A support bracket fixes the linier actuator at the top and the bottom, end of the actuator is bolted to a foot that is welded on the lower end of the 2 1/2" pipe. The gap between the two pipes is filled with a bushing that allows the inner pipe to slide easily through the outer pipe but which prevents more that 1 inch of play in the leg even when fully extended. Due to the locations of the limit switches, only 2 1/2" of the bushing remains in the outer pipe when the leg is fully extended, but the need to fully extend the legs will be rare as less than 20 inches is needed to allow for the bottom cabin hatches to be opened for easy access into and out of the water.
That bushing is made from aluminum retaining rings that are spot welded in place at either end. Next is two rings of nylon plastic, aka $2 cutting board from Target. These actually wear the most against the outer pipe. Between the nylon rings is a 7" section of 3" PVC Sch 40 pipe. There is a gap between the 3" PVC pipe and the inner 2 1/2" aluminum pipe and that was filled with epoxy. A housing made from 1/16" sheet aluminum, 1/8" sheet for the ends and more 3 1/3" pipe. Its held together with 1/4" bolts that are threaded into tapped holes in short pieces of 1" angle that are stop welded to the actuator support and the 1/8" end plates for the housing.
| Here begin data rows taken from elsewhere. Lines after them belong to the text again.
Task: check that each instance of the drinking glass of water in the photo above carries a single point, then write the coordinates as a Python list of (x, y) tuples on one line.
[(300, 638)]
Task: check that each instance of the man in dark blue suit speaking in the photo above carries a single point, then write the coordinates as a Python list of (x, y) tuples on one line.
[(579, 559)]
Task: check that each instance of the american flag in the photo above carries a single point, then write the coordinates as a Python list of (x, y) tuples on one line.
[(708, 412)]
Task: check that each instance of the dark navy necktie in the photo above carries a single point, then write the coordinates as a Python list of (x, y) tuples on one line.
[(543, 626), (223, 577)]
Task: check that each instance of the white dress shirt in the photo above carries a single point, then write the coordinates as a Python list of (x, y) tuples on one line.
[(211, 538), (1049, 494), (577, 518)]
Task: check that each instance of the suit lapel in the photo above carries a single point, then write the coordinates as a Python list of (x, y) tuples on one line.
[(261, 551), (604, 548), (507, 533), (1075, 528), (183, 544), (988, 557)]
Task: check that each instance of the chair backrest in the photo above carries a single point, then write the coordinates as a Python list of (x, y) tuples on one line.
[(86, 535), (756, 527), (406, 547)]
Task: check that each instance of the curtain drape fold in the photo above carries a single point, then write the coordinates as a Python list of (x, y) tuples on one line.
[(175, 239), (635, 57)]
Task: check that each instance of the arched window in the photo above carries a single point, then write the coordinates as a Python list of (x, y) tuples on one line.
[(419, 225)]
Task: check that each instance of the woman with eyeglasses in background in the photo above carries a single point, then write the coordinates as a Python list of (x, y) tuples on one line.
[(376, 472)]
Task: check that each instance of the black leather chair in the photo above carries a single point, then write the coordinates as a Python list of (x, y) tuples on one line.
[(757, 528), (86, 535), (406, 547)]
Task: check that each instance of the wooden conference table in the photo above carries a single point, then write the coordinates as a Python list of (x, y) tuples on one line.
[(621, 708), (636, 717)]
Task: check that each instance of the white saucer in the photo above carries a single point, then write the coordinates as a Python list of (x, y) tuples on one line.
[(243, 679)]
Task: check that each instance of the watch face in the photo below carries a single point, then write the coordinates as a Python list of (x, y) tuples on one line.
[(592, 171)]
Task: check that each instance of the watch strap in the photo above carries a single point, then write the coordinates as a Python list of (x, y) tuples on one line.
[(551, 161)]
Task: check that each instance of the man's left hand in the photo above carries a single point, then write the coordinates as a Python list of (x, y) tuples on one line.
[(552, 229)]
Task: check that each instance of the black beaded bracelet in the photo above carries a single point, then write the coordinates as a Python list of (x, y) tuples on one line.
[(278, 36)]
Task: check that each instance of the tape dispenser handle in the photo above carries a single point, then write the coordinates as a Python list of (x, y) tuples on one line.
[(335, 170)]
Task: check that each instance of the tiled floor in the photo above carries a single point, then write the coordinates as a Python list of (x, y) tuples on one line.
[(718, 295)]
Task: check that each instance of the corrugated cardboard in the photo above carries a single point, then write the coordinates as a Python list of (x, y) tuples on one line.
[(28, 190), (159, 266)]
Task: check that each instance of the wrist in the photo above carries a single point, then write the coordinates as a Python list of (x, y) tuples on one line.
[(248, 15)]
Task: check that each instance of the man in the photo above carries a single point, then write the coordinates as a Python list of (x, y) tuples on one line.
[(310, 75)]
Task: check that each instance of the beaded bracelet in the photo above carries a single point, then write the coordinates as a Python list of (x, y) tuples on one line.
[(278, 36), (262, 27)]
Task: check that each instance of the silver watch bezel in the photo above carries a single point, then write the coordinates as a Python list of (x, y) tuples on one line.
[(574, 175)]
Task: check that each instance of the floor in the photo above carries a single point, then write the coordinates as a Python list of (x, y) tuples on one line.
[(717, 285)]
(7) The forward legs are installed against the back of the cabin bulkhead. (8) The rear legs are mounted at the front end of the engine compartment. It at first seems like an odd choice as opposed to the rear end of the engine compartment and so closer to the rear of the sub but it is actually a better location mainly for the reason that it places the rear and front legs closer together. In doing so we can more easily land and level the sub on a steeper incline. If the front and rear legs were further from each other it would be necessary to lower one set or the other more in order to maintain a level keel when coming to rest on the bottom.
After cutting the holes in the bottom of the hull the tops of the outer tubes were welded into place. The top of the tube is welded to the back side of the cabin bulkhead about 16 inches beneath the roof. The next step was the install the 34 inch linier actuator, but it was not clear to me until I was climbing into the hull with the linier actuator in hand, that you can not put a 34 inch linier actuator in to a hole that has a ceiling 16 inches above it. Perhaps I should say the new view ports into the front trim tank for for ease of inspecting the compartment, but that is not the truth.